Il capo del c.p. intitolato “Dei delitti contro la pietà dei defunti”, punisce: la violazione del sepolcro, il vilipendio delle tombe o delle cose destinate al culto dei defunti, il turbamento di un funerale o di un servizio funebre, il vilipendio, la distruzione, soppressione o sottrazione, l’occultamento e l’uso illegittimo di cadavere.
La bestemmia è considerata una contravvenzione per cui è prevista solo un’ammenda.
Norme penali si ritrovano anche nel Trattato lateranense.
Poiché “la persona del Sommo Pontefice è considerata dallo Stato italiano sacra e inviolabile, l’attentato contro di essa e la provocazione a commetterlo, come anche le offese e le ingiurie pubbliche, sono punibili con le sanzioni previste per i medesimi reati perpetrati nei confronti del Presidente della Repubblica”. “A richiesta della Santa Sede e per delegazione di quest’ultima, l’Italia si impegna a punire i delitti commessi nella Città del Vaticano, salvo quando il reo si rifugi in territorio italiano, nel qual caso nei suoi confronti si procede secondo le leggi italiane. Dal canto suo,la Santa Sedeconsegnerà allo Stato le persone rifugiate nella Città del Vaticano o negli immobili immuni, imputate di atti, commessi nello Stato italiano, che siano ritenuti delittuosi da entrambi gli Stati.”
“Le persone aventi stabile residenza nella Città del Vaticano” sono sottoposte alla sovranità della Santa Sede, anche in concorrenza, in caso di doppia cittadinanza, con la giurisdizione di altri Stati.

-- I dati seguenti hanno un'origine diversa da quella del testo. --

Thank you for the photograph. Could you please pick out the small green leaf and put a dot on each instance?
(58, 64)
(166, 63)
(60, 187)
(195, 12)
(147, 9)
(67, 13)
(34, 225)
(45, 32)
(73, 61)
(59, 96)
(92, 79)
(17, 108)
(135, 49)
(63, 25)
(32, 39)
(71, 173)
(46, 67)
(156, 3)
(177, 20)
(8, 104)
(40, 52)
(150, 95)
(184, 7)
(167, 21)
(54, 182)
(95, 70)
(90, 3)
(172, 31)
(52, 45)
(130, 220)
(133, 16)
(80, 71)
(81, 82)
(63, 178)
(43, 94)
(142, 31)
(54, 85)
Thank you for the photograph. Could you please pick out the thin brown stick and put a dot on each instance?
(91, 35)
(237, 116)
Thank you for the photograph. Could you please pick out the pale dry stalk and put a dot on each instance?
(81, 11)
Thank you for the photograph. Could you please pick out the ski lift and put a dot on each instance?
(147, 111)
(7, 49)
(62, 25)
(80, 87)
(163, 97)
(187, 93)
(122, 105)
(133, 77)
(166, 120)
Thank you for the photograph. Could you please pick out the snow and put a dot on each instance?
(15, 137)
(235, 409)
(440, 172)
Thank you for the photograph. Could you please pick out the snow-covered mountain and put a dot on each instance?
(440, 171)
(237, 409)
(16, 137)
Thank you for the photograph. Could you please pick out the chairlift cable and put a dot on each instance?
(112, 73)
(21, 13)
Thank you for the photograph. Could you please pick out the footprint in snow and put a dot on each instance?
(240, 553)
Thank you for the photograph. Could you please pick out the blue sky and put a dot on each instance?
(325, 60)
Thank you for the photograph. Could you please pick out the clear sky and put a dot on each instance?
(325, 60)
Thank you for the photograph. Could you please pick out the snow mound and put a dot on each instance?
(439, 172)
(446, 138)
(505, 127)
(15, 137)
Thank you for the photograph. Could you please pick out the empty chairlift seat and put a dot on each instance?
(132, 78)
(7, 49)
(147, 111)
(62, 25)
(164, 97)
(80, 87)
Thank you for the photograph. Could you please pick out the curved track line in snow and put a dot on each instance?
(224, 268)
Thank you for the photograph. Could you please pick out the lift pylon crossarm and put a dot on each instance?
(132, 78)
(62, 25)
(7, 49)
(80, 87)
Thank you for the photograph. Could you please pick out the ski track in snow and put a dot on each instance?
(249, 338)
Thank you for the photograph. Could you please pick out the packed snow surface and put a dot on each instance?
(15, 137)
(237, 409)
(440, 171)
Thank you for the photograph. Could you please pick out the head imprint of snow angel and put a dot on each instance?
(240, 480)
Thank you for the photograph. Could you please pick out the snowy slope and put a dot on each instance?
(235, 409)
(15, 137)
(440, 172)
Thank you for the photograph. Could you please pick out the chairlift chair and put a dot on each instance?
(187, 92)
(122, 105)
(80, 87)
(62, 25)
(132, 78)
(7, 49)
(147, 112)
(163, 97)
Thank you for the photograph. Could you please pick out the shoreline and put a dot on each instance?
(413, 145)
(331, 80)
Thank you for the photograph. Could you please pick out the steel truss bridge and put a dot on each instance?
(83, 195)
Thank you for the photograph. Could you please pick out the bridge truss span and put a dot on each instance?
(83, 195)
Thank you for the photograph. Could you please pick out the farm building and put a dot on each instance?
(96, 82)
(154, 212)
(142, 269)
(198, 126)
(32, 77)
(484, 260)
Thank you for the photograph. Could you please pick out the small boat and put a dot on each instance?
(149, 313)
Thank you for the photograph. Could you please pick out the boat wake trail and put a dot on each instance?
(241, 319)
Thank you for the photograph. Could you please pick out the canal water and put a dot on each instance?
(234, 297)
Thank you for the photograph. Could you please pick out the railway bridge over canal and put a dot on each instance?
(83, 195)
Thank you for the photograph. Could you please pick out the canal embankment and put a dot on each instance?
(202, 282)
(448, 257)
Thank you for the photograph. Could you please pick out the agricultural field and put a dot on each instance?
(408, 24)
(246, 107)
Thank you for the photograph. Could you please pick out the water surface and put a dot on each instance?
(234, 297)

Molto importante è l’art. 23 del Trattato lateranense, che riconosce rilevanza nell’ordinamento italiano alle sentenze ed ai provvedimenti delle Autorità ecclesiastiche, riguardo persone ecclesiastiche o religiose in materia spirituale o disciplinare. Alla luce di questa disposizione, il giudice civile non può negare efficacia giuridica ad un provvedimento canonico in senso stretto, che incide sulla situazione giuridica soggettiva di un soggetto, come la rimozione dalla funzione di parroco. L’ecclesiastico può rivolgersi al giudice solo nel caso in cui vi sia stata una violazione procedimentale o se sia stata lesa una sua libertà fondamentale di cittadino, e in tal caso ha diritto al risarcimento del danno patrimoniale.